A vigilância mal temperada

O destemperado controle do acesso aos recursos genéticos, amparado em uma legislação equivocada, tem paralisado o progresso do conhecimento cientifico necessário para garantir o próprio controle do patrimônio que eles representam. Seja ele efetivo ou p

Há um imbróglio no exercício das estratégicas funções públicas de produzir conhecimento zoobotânico  e de controlar o acesso ao material biológico ‘in situ’ de modo a proteger os interesses nacionais e  “preservar os equilíbrios ecológicos para as próximas gerações” (Art 225 Constituição ).


 


 


Desatar esse nó é tarefa política e cientifica fundamental, para que essas duas funções , estratégicas para o desenvolvimento e a soberania, sejam efetivamente  cumpridas pelas instituições que as receberam como  missão.


 


 


Hoje os pesquisadores das instituições de ensino superior e de pesquisa são vistos pelos órgãos de vigilancia e ''proteção'' ambiental como potenciais infratores ou perigosos biopiratas.

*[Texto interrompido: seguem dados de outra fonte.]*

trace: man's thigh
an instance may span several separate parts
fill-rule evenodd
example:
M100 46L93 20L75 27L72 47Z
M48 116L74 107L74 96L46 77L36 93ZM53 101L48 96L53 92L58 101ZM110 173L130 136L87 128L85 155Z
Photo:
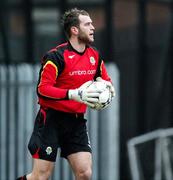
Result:
M42 159L33 159L33 175L48 173L51 174L54 168L54 162Z
M77 152L67 156L73 171L85 171L92 168L92 155L90 152Z

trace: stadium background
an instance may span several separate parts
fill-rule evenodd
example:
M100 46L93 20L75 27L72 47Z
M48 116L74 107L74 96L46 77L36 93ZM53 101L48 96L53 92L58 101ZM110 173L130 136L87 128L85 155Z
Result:
M120 180L130 180L127 141L173 125L173 1L1 0L0 64L37 64L63 41L60 15L71 7L88 10L95 45L119 69Z

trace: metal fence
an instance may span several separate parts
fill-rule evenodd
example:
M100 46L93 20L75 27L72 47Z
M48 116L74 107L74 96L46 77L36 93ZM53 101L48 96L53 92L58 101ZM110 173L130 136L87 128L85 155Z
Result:
M131 138L127 145L132 180L173 179L173 128ZM144 156L148 156L151 162L148 163Z
M93 180L119 180L119 72L115 64L106 66L117 97L107 109L86 113L93 149ZM0 65L1 180L14 180L32 169L27 144L38 110L38 71L38 65ZM68 163L57 157L52 180L72 179Z

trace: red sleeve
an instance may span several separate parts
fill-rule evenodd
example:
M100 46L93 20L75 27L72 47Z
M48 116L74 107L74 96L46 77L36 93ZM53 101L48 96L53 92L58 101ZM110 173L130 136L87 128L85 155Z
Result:
M55 87L58 68L52 61L47 61L40 72L40 81L37 87L39 96L50 99L65 99L67 89Z
M100 64L100 72L101 72L102 79L111 82L111 78L109 77L109 75L107 73L107 70L106 70L106 67L105 67L105 64L103 61Z

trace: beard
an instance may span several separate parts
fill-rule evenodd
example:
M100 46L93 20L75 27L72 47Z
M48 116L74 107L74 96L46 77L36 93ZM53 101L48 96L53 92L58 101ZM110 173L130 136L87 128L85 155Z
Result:
M93 41L81 30L79 31L78 35L79 43L91 44Z

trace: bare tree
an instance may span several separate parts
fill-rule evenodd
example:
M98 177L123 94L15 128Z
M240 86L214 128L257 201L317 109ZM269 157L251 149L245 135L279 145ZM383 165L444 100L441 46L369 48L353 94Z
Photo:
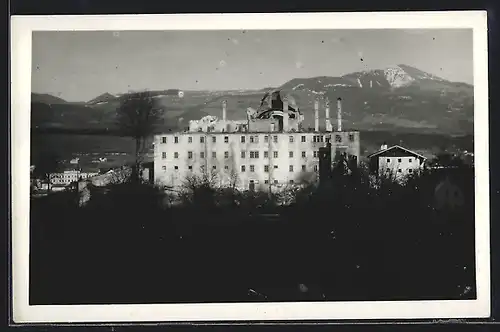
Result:
M36 178L42 178L47 181L47 189L50 192L52 174L58 172L59 169L59 157L52 152L43 152L35 160L33 174Z
M162 113L162 109L157 107L153 95L148 91L129 93L121 98L117 109L118 125L123 134L135 140L135 165L131 177L133 181L141 180L140 169L146 152L146 141L159 123Z

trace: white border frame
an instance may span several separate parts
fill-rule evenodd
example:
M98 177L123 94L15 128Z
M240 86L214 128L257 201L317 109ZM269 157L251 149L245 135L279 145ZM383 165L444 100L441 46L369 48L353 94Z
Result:
M15 323L486 318L490 315L488 56L485 11L13 16L12 295ZM477 300L30 306L29 166L32 31L473 29ZM482 188L483 190L479 190Z

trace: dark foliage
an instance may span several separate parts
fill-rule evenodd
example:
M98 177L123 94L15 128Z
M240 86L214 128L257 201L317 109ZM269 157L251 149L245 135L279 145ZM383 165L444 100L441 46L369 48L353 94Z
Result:
M147 150L147 138L153 134L155 125L162 119L162 110L156 105L150 92L135 92L120 98L116 119L121 132L135 140L132 179L138 181L140 166Z
M444 179L460 206L436 208ZM288 206L198 181L168 207L137 183L91 188L85 207L75 193L33 200L31 303L475 297L472 168L378 187L363 168L337 172Z

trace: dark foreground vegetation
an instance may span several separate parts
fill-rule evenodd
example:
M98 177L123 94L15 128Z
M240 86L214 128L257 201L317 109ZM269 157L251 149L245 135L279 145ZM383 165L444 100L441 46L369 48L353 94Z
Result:
M446 177L462 197L436 195ZM132 183L92 189L85 207L74 193L33 199L31 304L475 298L471 168L404 186L334 175L289 206L192 189L170 207Z

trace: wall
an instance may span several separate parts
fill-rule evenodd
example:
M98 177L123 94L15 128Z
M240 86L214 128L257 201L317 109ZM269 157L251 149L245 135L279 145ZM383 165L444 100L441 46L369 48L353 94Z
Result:
M389 173L396 178L403 178L422 167L421 160L415 156L380 156L378 165L380 175Z
M98 175L99 173L88 173L88 172L80 172L80 171L64 171L62 173L52 173L50 175L50 182L52 184L62 184L62 185L68 185L70 183L73 183L77 181L80 177L82 179L88 179L93 176Z
M335 142L337 134L340 136L339 142ZM163 137L166 138L166 143L162 143ZM177 143L175 143L175 137L178 139ZM242 137L245 138L244 142ZM302 137L305 142L302 141ZM314 151L319 151L320 147L324 147L329 137L332 137L332 155L335 155L339 146L339 151L343 149L342 151L355 155L359 161L359 133L357 132L157 135L154 140L155 183L179 187L189 176L208 176L212 173L216 175L217 184L230 185L236 181L236 186L240 189L248 189L252 180L255 188L260 190L270 189L270 185L286 186L290 184L290 181L294 184L304 180L314 182L317 181L319 163L318 154L315 155ZM200 141L201 138L203 138L203 143ZM245 152L244 157L242 151ZM189 152L191 152L191 158ZM255 152L258 152L258 158L255 157ZM305 157L303 157L303 152ZM204 158L201 153L204 154ZM215 153L215 158L213 153ZM269 172L265 171L266 165L269 165ZM202 166L205 171L201 169ZM242 171L242 166L245 167L244 171ZM290 171L290 166L293 167L293 171ZM302 170L302 166L305 166L305 171Z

Uma guerra surda  compromete os melhores propósitos de ambas as partes.


 


 


Paradoxalmente, para produzir hoje os conhecimentos necessários para reduzir as nossas incertezas em biologia, é necessário submeter à aprovação da burocracia dos órgãos de controle, o resultado das próprias pesquisas que se deseja realizar…  antes mesmo de alcançar os resultados desejados.


 


 


A ausência de claras diretrizes de Governo e de Estado que orientem a política de proteção do patrimônio genético  tem acirrado os conflitos, causando graves danos tanto à sua proteção quanto ao conhecimento necessário para sua adequada conservação.


 


 


De fato não é possível imaginar que se deva proteger ''tudo o que se move na terra e no ar''. Entender a natureza dos seres vivos é necessário para promover e implementar políticas públicas seletivas de conservação e vigilância da diversidade biologica.


 


 


Há, de fato, uma recorrente confusão que impede um sereno exame dessa questão: não se distinguem, quando se trata da biologia e do meio ambiente, os fatos e fenômenos fundamentais, semelhantes na física à indução magnética ou aos efeitos da força gravitacional, das suas aplicações como por exemplo a produção de luz elétrica ou a construção de uma máquina bate-estacas.


 


 


Se no primeiro caso o conhecimento é de caráter universal e não pode ser considerado propriedade de ninguém, no segundo a aplicação pode vir a ser objeto de patente, nos termos de uma lei de propriedade industrial.


 


 


Um outro exemplo, biológico, seria a classificação de um sapo, que não pode ser propriedade de ninguém, enquanto a utilização de uma secreção, do mesmo sapo, para a produção de um medicamento esta sim pode ser objeto de patente.


 


 


Permitir a livre produção de conhecimentos fundamentais, como classificar e catalogar, e ''controlar'' as aplicações que possam advir destes conhecimentos (não há secreção sem sapo ou fitofarmaco sem planta), constitui um desafio que cientistas e políticos devem equacionar e resolver, para que o interesse nacional seja protegido, tanto de apropriações indevidas como de precauções  exacerbadas.


 



Registrar  a metamorfose de uma lagarta em borboleta, fotografar uma planta, um pássaro, gravar seu canto, são atividades que devem ser necessariamente de livre acesso a qualquer cidadão deste mundo, seja ele brasileiro ou não.


 


 


Se, para observar os astros fosse necessário obter uma licença especial  de algum órgão de proteção das estrelas, não saberíamos porque o nosso Sol continuará a brilhar ainda por muito e muito tempo.


 


 


Houve tempo em que observar os céus era uma heresia. Galileu foi condenado, e abjurou. Vencida a intolerância, os astrônomos  nunca mais atribuíram às estrelas nomes de santos. 


 



Obviamente o comércio das gravações do canto de pássaros pode e deve ser disciplinado, mas a pesquisa para decifrar o seu significado não. Os segredos do canto das aves não é patrimônio de uma ou outra nação.


 


 


Mesmo porque as aves que aqui gorjeiam, atravessam a fronteira sem ''lenço e nem documento'' e lá , na outra margem, também gorjeiam ….para desespero dos agentes de vigilância ambiental.